Le 17 novembre, Gaël Faye reçoit le prix dont il rêvait, le Goncourt des lycéens, avec une joie non dissimulée et toujours de jolis mots : « Burundais, rwandais et français, j’écris pour créer des ponts et rassembler le puzzle de l’Humanité morcelée », a-t-il expliqué lors de la cérémonie de remise. Et cette transmission opérée auprès de ce jury implacable de 2000 élèves a le goût du devoir accompli pour celui qui voulait transmettre à la jeunesse :
« Ecrire ce roman pour faire surgir un monde oublié, pour dire nos instants joyeux, discrets comme des filles de bonnes familles », « pour crier à l’univers que nous avons existé, avec nos vies simples, notre train-train, notre ennui, que nous avions des bonheurs qui ne cherchaient qu’à le rester avant d’être expédiés aux quatre coins du monde et de devenir une bande d’exilés, de réfugiés, d’immigrés, de migrants. »
Son livre raconte l’histoire d’un adolescent né au Burundi, arraché au paradis de son enfance par la guerre qui s’annonce au lendemain d’élections explosives : « en 1992, Gabriel, dix ans, vit au Burundi avec son père français, entrepreneur, sa mère rwandaise et sa petite sœur, Ana, dans un confortable quartier d’expatriés », note l’éditeur, Grasset. C’est l’histoire d’une famille et d’une bande de copains plongées dans la tourmente. Une immersion dans une adolescence universelle télescopée par le pire. Un quotidien paisible avec ses joies et ses peines, une vie presque banale de quartier au milieu de la grande Histoire qui s’accélère jusqu’au vertige absolu, et d’un monde en train de s’écrouler : effraction, violence, haine et ce héros, Gabriel, qui se croyait un enfant, mais va se découvrir malgré lui métis, Tutsi, Français, et refusera de céder à la vengeance. Petit pays, était déjà le nom d’un de ces morceaux de musique, aux paroles annonciatrices :
« Il fallait reconstruire mon p’tit pays sur des ossements .

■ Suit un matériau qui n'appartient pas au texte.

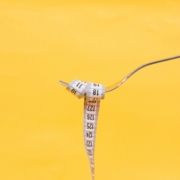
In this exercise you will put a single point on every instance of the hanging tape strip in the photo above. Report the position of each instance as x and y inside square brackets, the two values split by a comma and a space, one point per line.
[92, 94]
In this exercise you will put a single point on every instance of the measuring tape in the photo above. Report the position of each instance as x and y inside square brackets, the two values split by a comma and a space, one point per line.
[92, 94]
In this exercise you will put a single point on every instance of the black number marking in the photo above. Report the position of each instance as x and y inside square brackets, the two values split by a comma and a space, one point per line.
[91, 108]
[73, 91]
[90, 116]
[89, 152]
[96, 92]
[89, 143]
[90, 126]
[89, 134]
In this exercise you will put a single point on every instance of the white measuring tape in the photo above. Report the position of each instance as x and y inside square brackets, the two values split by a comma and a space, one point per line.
[92, 94]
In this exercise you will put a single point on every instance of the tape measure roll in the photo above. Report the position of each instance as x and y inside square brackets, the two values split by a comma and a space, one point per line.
[92, 94]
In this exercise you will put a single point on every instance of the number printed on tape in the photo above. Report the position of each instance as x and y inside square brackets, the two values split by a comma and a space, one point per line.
[92, 93]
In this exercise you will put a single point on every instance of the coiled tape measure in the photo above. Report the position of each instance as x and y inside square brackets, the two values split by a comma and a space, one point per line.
[93, 93]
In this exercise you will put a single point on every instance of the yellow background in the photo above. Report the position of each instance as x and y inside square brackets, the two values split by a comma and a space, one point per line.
[41, 124]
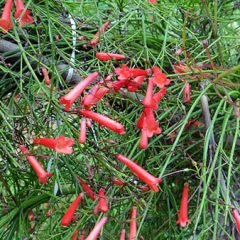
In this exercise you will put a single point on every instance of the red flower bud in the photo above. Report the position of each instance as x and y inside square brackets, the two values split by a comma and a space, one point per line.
[102, 203]
[236, 216]
[183, 212]
[87, 189]
[144, 188]
[30, 216]
[187, 93]
[141, 173]
[109, 56]
[37, 167]
[117, 181]
[133, 224]
[96, 209]
[26, 18]
[96, 230]
[46, 76]
[68, 216]
[60, 144]
[124, 72]
[83, 128]
[135, 84]
[75, 235]
[143, 140]
[160, 78]
[104, 121]
[97, 93]
[157, 97]
[5, 20]
[147, 101]
[76, 92]
[148, 123]
[82, 235]
[123, 234]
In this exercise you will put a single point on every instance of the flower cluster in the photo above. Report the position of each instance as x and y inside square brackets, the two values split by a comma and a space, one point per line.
[123, 76]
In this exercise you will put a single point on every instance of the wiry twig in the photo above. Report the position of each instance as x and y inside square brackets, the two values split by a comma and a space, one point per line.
[212, 145]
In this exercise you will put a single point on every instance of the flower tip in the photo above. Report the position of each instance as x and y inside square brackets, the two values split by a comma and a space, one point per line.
[23, 149]
[159, 180]
[5, 24]
[183, 223]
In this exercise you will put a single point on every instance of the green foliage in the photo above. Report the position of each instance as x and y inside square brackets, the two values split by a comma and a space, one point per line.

Des fosses communes et puis nos cauchemars incessants.
Petit pays : te faire sourire sera ma rédemption.
Je t’offrirai ma vie, à commencer par cette chanson
L’écriture m’a soigné quand je partais en vrille
Seulement laisse-moi pleurer quand arrivera ce maudit mois d’avril
Tu m’as appris le pardon pour que je fasse peau neuve
Petit pays dans l’ombre le diable continue ses manœuvres
Tu veux vivre malgré les cauchemars qui te hantent
Je suis semence d’exil d’un résidu d’étoile filante. »

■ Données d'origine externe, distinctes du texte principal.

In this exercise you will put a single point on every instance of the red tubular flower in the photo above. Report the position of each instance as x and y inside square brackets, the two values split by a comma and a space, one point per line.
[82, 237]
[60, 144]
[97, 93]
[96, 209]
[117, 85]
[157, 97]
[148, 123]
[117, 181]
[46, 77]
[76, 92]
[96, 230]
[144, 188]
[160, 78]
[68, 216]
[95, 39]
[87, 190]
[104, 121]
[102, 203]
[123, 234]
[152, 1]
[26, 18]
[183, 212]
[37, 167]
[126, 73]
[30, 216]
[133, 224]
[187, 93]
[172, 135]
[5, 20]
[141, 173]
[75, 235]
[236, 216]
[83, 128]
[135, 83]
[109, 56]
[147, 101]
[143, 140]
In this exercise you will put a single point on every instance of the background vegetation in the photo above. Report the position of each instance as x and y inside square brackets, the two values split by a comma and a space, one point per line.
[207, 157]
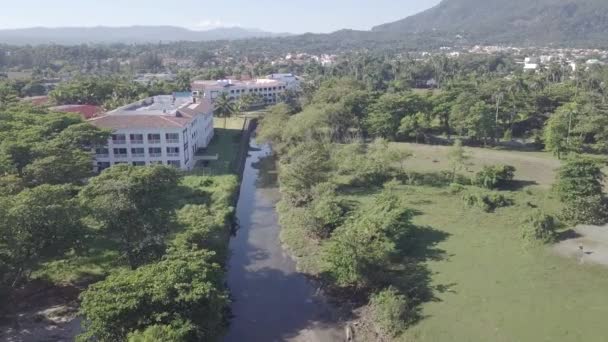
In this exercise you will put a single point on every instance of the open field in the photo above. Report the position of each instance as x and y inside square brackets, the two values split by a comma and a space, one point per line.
[488, 284]
[536, 167]
[225, 145]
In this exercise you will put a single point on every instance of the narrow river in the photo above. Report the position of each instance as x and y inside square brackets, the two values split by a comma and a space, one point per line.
[272, 301]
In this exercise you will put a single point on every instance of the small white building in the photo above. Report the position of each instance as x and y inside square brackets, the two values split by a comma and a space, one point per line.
[292, 81]
[165, 129]
[531, 63]
[268, 90]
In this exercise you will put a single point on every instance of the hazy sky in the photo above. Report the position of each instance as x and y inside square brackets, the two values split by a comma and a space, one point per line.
[295, 16]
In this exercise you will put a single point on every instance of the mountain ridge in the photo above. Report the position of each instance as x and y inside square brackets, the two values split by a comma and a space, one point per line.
[125, 34]
[512, 21]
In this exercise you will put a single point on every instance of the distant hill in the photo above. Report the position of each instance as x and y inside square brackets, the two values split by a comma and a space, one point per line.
[538, 22]
[132, 34]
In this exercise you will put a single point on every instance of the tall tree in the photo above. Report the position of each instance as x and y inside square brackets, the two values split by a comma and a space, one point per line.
[133, 205]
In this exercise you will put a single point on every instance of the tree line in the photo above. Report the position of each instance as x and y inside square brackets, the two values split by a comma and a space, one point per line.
[167, 232]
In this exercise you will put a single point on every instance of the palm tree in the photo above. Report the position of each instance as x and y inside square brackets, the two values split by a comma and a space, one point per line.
[224, 108]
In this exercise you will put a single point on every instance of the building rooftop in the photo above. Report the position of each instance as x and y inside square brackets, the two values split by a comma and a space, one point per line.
[86, 111]
[163, 111]
[220, 84]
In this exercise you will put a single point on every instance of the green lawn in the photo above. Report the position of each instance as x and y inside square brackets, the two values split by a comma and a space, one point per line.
[226, 144]
[489, 285]
[494, 288]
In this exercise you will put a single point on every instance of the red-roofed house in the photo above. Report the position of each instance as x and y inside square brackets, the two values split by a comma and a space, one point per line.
[158, 130]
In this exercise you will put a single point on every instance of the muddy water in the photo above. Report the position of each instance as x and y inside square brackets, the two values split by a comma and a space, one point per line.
[272, 301]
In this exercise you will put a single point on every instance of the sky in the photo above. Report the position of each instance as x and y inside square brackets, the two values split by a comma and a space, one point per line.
[293, 16]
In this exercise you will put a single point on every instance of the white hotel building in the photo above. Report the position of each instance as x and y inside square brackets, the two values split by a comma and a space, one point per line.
[165, 129]
[269, 89]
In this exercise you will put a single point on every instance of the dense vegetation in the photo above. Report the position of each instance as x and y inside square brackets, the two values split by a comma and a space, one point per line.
[338, 144]
[150, 236]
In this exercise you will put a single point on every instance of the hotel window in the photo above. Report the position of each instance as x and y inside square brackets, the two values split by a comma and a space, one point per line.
[174, 163]
[119, 139]
[120, 153]
[138, 152]
[173, 151]
[153, 138]
[172, 138]
[102, 152]
[102, 166]
[136, 138]
[155, 152]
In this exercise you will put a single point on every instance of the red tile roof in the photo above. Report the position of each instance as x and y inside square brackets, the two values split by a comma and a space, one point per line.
[125, 120]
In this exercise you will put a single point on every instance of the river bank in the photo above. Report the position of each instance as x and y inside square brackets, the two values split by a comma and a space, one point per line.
[271, 300]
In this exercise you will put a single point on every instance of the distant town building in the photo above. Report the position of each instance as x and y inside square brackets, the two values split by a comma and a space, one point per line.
[531, 63]
[147, 78]
[292, 81]
[268, 90]
[164, 129]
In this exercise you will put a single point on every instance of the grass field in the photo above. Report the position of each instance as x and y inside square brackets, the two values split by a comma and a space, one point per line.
[101, 257]
[493, 287]
[489, 285]
[225, 144]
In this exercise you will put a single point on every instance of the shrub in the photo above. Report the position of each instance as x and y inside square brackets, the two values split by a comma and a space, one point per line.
[486, 201]
[541, 228]
[359, 251]
[389, 312]
[185, 285]
[492, 177]
[580, 187]
[456, 188]
[176, 331]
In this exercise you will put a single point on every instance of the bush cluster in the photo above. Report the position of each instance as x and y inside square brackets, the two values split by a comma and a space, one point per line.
[486, 200]
[586, 210]
[389, 309]
[540, 228]
[495, 176]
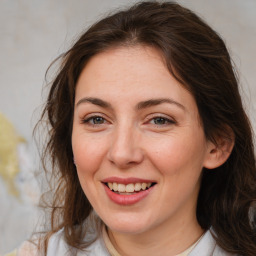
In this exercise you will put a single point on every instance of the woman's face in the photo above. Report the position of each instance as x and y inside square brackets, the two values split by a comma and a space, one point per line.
[137, 131]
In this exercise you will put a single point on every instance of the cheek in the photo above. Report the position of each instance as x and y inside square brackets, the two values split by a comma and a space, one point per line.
[88, 153]
[176, 155]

On referme le livre ébranlé mais grandi. Qu’il en fallait du talent pour sublimer avec une telle force brute, à la fois narrative et poétique, l’indicible de l’exil et d’un génocide. Et ce que les éloges médiatiques et critiques unanimes racontent : c’est l’avènement d’un virtuose littéraire en place publique et d’un passeur de mémoire. Nous le savions. Nous l’avions parfaitement compris.